昨晩、桜華が眠った後、人間の食料をかき集めに出かけた。
大至急かき集めた食料と川の水で粥を作り、水と一緒に盆にのせる。
支度が整い振り向くと、桜華が不思議そうにこちらを見ていた。
驚いているのか、目を見開き俺を見ている。
それはそうだ。鬼が、しかも、上弦の鬼である俺がこのようなことをするなどあり得ない。

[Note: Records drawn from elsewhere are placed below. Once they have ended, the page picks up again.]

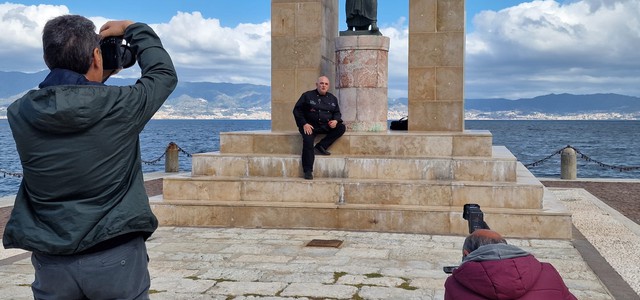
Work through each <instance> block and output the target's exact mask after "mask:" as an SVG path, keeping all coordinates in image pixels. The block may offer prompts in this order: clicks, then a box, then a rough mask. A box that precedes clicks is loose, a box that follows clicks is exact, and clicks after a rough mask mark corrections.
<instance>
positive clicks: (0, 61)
mask: <svg viewBox="0 0 640 300" xmlns="http://www.w3.org/2000/svg"><path fill="white" fill-rule="evenodd" d="M559 1H560V0H557V1H552V0H545V1H542V0H538V1H531V2H525V3H522V4H520V5H518V6H514V7H511V8H507V9H504V10H500V11H484V12H481V13H479V14H478V15H476V16H475V17H474V18H473V24H474V26H473V28H474V30H473V32H468V33H467V43H466V51H467V52H466V57H465V70H466V74H465V80H466V82H465V83H466V84H465V93H466V95H465V96H466V97H467V98H489V97H502V98H514V99H515V98H522V97H534V96H538V95H543V94H548V93H565V92H567V93H606V92H613V93H620V94H625V95H632V96H640V84H638V83H639V82H640V51H638V49H640V1H638V0H579V1H578V0H566V1H564V2H559ZM67 13H69V9H68V8H67V7H66V6H63V5H60V6H54V5H37V6H26V5H21V4H10V3H4V4H0V26H1V28H3V34H1V35H0V43H2V45H3V47H0V70H2V71H23V72H35V71H39V70H43V69H45V68H46V67H45V65H44V63H43V62H42V49H41V47H42V46H41V34H42V28H43V26H44V24H45V22H46V21H47V20H49V19H51V18H52V17H55V16H58V15H61V14H67ZM90 19H91V20H92V21H94V23H95V24H96V27H100V26H101V25H102V24H104V22H105V21H107V19H106V18H104V17H100V16H95V17H90ZM151 26H152V27H153V28H154V29H155V30H156V32H157V33H158V35H160V37H161V38H162V41H163V43H164V45H165V47H166V48H167V51H169V53H170V54H171V55H172V58H173V60H174V63H175V65H176V67H177V69H178V75H179V76H180V80H183V81H211V82H234V83H253V84H263V85H269V84H270V76H271V72H270V62H271V59H270V55H271V44H270V43H271V42H270V40H271V37H270V30H271V26H270V23H269V22H268V21H267V22H263V23H259V24H239V25H237V26H235V27H224V26H222V25H221V23H220V21H219V20H218V19H214V18H206V17H204V16H203V15H202V14H201V13H199V12H191V13H185V12H178V13H177V14H176V15H175V16H173V17H172V18H171V20H169V21H168V22H167V23H161V24H151ZM381 26H382V27H381V31H382V33H383V35H385V36H387V37H389V38H390V39H391V44H390V52H389V96H390V97H394V98H395V97H406V95H407V82H408V79H407V61H408V57H407V53H408V49H407V48H408V25H407V21H406V19H404V18H399V19H398V20H397V21H395V22H394V23H392V24H381ZM138 73H139V69H137V68H131V69H129V70H126V71H125V72H122V73H121V74H119V76H123V77H136V76H138V75H139V74H138Z"/></svg>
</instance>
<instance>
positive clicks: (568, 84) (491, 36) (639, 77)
mask: <svg viewBox="0 0 640 300" xmlns="http://www.w3.org/2000/svg"><path fill="white" fill-rule="evenodd" d="M473 23H474V27H475V31H474V32H471V33H468V35H467V48H466V51H467V53H466V77H465V79H466V91H465V92H466V97H467V98H488V97H503V98H521V97H533V96H538V95H543V94H548V93H564V92H568V93H581V94H584V93H601V92H613V93H621V94H626V95H634V96H640V88H636V86H638V84H630V82H631V83H633V82H639V81H640V68H639V67H640V51H638V49H639V48H640V1H637V0H618V1H612V0H584V1H573V2H567V3H565V4H561V3H559V2H556V1H552V0H545V1H532V2H527V3H522V4H520V5H518V6H514V7H511V8H507V9H504V10H501V11H498V12H494V11H485V12H481V13H479V14H478V15H476V16H475V18H474V19H473Z"/></svg>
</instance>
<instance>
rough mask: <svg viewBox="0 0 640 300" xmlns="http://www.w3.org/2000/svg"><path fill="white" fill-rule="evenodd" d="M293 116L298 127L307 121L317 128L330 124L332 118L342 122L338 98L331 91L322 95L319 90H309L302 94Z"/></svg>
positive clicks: (331, 119)
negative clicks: (336, 97)
mask: <svg viewBox="0 0 640 300" xmlns="http://www.w3.org/2000/svg"><path fill="white" fill-rule="evenodd" d="M293 116H294V117H295V119H296V125H297V126H298V127H302V126H304V124H307V123H309V124H311V126H313V127H315V128H318V127H323V126H328V125H327V123H328V122H329V121H331V120H336V121H338V122H339V123H342V114H340V106H339V105H338V98H336V96H334V95H333V94H331V93H329V92H327V94H325V95H324V96H322V95H320V94H319V93H318V90H311V91H307V92H304V93H303V94H302V95H301V96H300V99H298V102H296V106H295V107H294V108H293Z"/></svg>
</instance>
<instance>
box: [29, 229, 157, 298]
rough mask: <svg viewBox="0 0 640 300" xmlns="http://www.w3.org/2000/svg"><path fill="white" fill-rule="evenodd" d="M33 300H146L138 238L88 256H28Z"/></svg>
mask: <svg viewBox="0 0 640 300" xmlns="http://www.w3.org/2000/svg"><path fill="white" fill-rule="evenodd" d="M31 263H32V264H33V267H34V269H35V281H34V282H33V284H32V285H31V289H32V291H33V297H34V299H149V287H150V285H151V280H150V277H149V270H148V256H147V247H146V245H145V243H144V240H143V238H142V237H138V238H134V239H133V240H131V241H129V242H126V243H124V244H122V245H119V246H117V247H114V248H111V249H107V250H103V251H99V252H96V253H91V254H79V255H46V254H38V253H35V252H34V253H32V255H31Z"/></svg>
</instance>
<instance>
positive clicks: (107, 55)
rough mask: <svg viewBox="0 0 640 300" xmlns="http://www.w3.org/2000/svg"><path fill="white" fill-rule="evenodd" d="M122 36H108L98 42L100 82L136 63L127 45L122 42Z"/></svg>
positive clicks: (135, 59) (128, 67)
mask: <svg viewBox="0 0 640 300" xmlns="http://www.w3.org/2000/svg"><path fill="white" fill-rule="evenodd" d="M123 41H124V38H123V37H122V36H110V37H106V38H104V39H102V41H100V51H101V52H102V69H103V70H104V71H103V73H102V74H103V75H102V82H105V81H106V80H107V79H108V78H109V76H111V75H113V74H116V73H118V72H119V71H120V70H122V69H126V68H129V67H131V66H133V65H134V64H135V63H136V57H135V55H134V54H133V51H132V50H131V48H129V45H127V44H126V43H124V42H123Z"/></svg>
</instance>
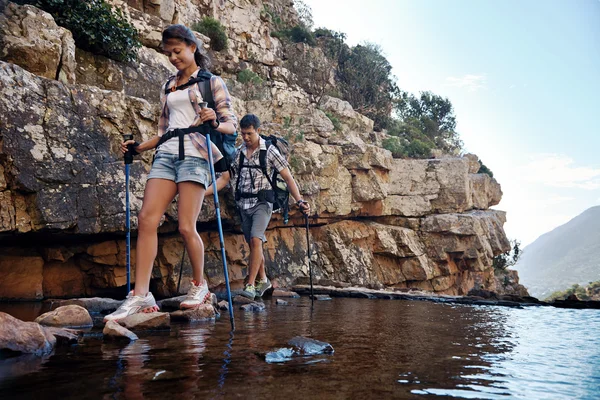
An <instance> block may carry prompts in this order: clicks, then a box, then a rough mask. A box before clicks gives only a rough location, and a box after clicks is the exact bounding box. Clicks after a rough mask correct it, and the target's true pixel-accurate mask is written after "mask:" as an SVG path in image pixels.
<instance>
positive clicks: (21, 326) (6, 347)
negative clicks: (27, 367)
mask: <svg viewBox="0 0 600 400" xmlns="http://www.w3.org/2000/svg"><path fill="white" fill-rule="evenodd" d="M55 345H56V338H55V337H54V335H52V334H51V333H50V332H48V331H46V330H45V329H44V327H43V326H41V325H40V324H38V323H37V322H24V321H21V320H20V319H17V318H14V317H12V316H11V315H8V314H6V313H3V312H0V354H2V353H3V352H6V351H8V352H9V353H10V352H16V353H28V354H35V355H38V356H41V355H44V354H48V353H50V352H51V351H52V349H54V346H55Z"/></svg>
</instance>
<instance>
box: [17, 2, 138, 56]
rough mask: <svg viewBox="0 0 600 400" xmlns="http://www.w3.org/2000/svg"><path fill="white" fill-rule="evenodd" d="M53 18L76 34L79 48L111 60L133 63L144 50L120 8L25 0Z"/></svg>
mask: <svg viewBox="0 0 600 400" xmlns="http://www.w3.org/2000/svg"><path fill="white" fill-rule="evenodd" d="M20 3H25V4H32V5H34V6H36V7H38V8H40V9H42V10H44V11H46V12H48V13H49V14H51V15H52V17H54V20H55V21H56V23H57V24H58V25H60V26H62V27H64V28H66V29H68V30H70V31H71V33H72V34H73V39H74V40H75V45H76V46H77V47H79V48H80V49H83V50H86V51H89V52H91V53H94V54H99V55H103V56H106V57H108V58H112V59H113V60H116V61H125V62H127V61H133V60H135V59H136V56H137V54H136V50H137V49H138V48H139V47H141V43H140V41H139V39H138V31H137V30H136V29H135V28H134V27H133V25H131V24H130V23H129V22H128V21H127V19H126V18H125V16H124V15H123V12H122V11H121V10H120V9H119V8H114V9H113V8H112V7H111V6H110V5H109V4H107V3H105V2H104V0H88V1H81V0H25V1H20Z"/></svg>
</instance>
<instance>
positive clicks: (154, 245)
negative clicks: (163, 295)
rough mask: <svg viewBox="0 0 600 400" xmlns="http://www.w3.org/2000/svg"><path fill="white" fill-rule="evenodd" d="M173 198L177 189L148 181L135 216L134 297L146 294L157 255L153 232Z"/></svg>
mask: <svg viewBox="0 0 600 400" xmlns="http://www.w3.org/2000/svg"><path fill="white" fill-rule="evenodd" d="M176 194H177V185H176V184H175V182H173V181H170V180H168V179H149V180H148V182H147V183H146V190H145V191H144V202H143V204H142V209H141V211H140V213H139V215H138V238H137V245H136V252H135V294H136V295H137V296H144V295H145V294H146V293H148V291H149V286H150V277H151V276H152V266H153V265H154V259H155V258H156V253H157V251H158V235H157V229H158V224H159V222H160V219H161V217H162V216H163V214H164V213H165V210H166V209H167V207H168V206H169V203H171V201H173V199H174V198H175V195H176Z"/></svg>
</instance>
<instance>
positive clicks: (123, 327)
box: [102, 321, 138, 341]
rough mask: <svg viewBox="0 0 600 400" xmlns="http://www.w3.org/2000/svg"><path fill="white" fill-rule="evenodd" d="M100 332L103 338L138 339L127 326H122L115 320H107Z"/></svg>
mask: <svg viewBox="0 0 600 400" xmlns="http://www.w3.org/2000/svg"><path fill="white" fill-rule="evenodd" d="M102 334H103V335H104V339H108V340H127V341H133V340H138V337H137V335H136V334H135V333H133V332H131V331H130V330H129V329H127V328H124V327H122V326H121V325H119V324H118V323H117V322H115V321H108V322H107V323H106V325H105V326H104V329H103V330H102Z"/></svg>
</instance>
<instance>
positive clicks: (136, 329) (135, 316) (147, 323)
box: [119, 312, 171, 331]
mask: <svg viewBox="0 0 600 400" xmlns="http://www.w3.org/2000/svg"><path fill="white" fill-rule="evenodd" d="M119 325H121V326H124V327H125V328H127V329H131V330H137V331H145V330H161V329H171V318H170V316H169V313H162V312H154V313H137V314H133V315H130V316H128V317H125V318H123V319H122V320H120V321H119Z"/></svg>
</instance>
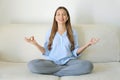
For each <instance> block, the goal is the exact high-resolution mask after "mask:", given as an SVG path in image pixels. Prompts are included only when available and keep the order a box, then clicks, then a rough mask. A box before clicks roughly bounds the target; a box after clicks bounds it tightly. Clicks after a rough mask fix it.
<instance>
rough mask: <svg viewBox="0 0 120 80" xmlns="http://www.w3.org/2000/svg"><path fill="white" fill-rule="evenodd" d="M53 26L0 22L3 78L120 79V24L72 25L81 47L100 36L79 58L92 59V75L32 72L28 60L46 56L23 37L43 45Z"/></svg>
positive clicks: (0, 72) (7, 79) (79, 79)
mask: <svg viewBox="0 0 120 80" xmlns="http://www.w3.org/2000/svg"><path fill="white" fill-rule="evenodd" d="M50 28H51V25H49V24H47V25H44V24H7V25H0V80H120V62H119V61H120V26H110V25H95V24H92V25H82V24H80V25H73V28H74V29H75V30H76V31H77V33H78V37H79V44H80V45H81V46H82V45H84V44H85V43H86V42H87V41H89V40H90V38H92V37H97V38H100V41H99V42H98V43H97V44H95V45H93V46H91V47H89V48H87V49H86V50H85V51H84V52H83V53H82V55H81V56H80V59H86V60H90V61H92V62H93V64H94V69H93V72H92V73H91V74H85V75H80V76H64V77H57V76H53V75H41V74H33V73H31V72H30V71H29V70H28V67H27V62H28V61H30V60H32V59H36V58H42V59H44V56H42V55H41V53H40V52H39V50H38V49H37V48H36V47H35V46H33V45H31V44H29V43H27V42H25V40H24V37H29V36H32V35H34V36H35V38H36V39H37V41H38V43H40V44H41V45H43V44H44V40H45V35H46V32H47V31H48V30H49V29H50Z"/></svg>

飯をのせた盆ごと差し出すと、さらに驚いたように見てくる。
「食え。」
先ほどまでじっと見ていたというのに差し出せばよそを向く。
俺が炊事しているところが珍しかったのか
俺がコイツを太らせて食おうと思っていると勘違いしているのか
「お前を太らせて食おうなど思っていない。そもそも、俺は女を喰らえない。
行く当てが見つかればここを去ればいい。
ただ、昨晩も言ったが、死ぬことだけは許さん。
だから飯を食え。」
一向に食う気配がなくそう言ってはみたものの、無表情で天井を眺めたまま。
無理もないだろう。
死のうとしていた奴だ。食欲すら湧かぬはず。
だが、水は飲んでもらわねば、口元を見るにかなり乾いている。
やむを得ず、そのからだを支えて竹筒の先を口に押し込もうと試みるが、それすら首を必死で反らして受け取らない。
「俺の前で死ぬことは許さんと言ったはずだ。
飲まねば、どんな手段でも使ってでも飲ませるぞ。」
微かに威嚇するような目つきで俺を見る。
それでも飲まないという意思表示だろう。
あのような状態だったんだ。
俺が力づくでやれば飲むかもしれないがやり方を間違えれば傷がいっそう深くなりややこしい事になるだろう。
それに、この女を虐げてきた男どものやりそうな手口は使ってやりたくない。
可能な限り本人の選択肢を残してやった方が本人のためだろう。
「お前の状態は解ってるつもりだ。手を出すことはしない。
ここを去っても死ぬと思わなければ追いかけることもしない。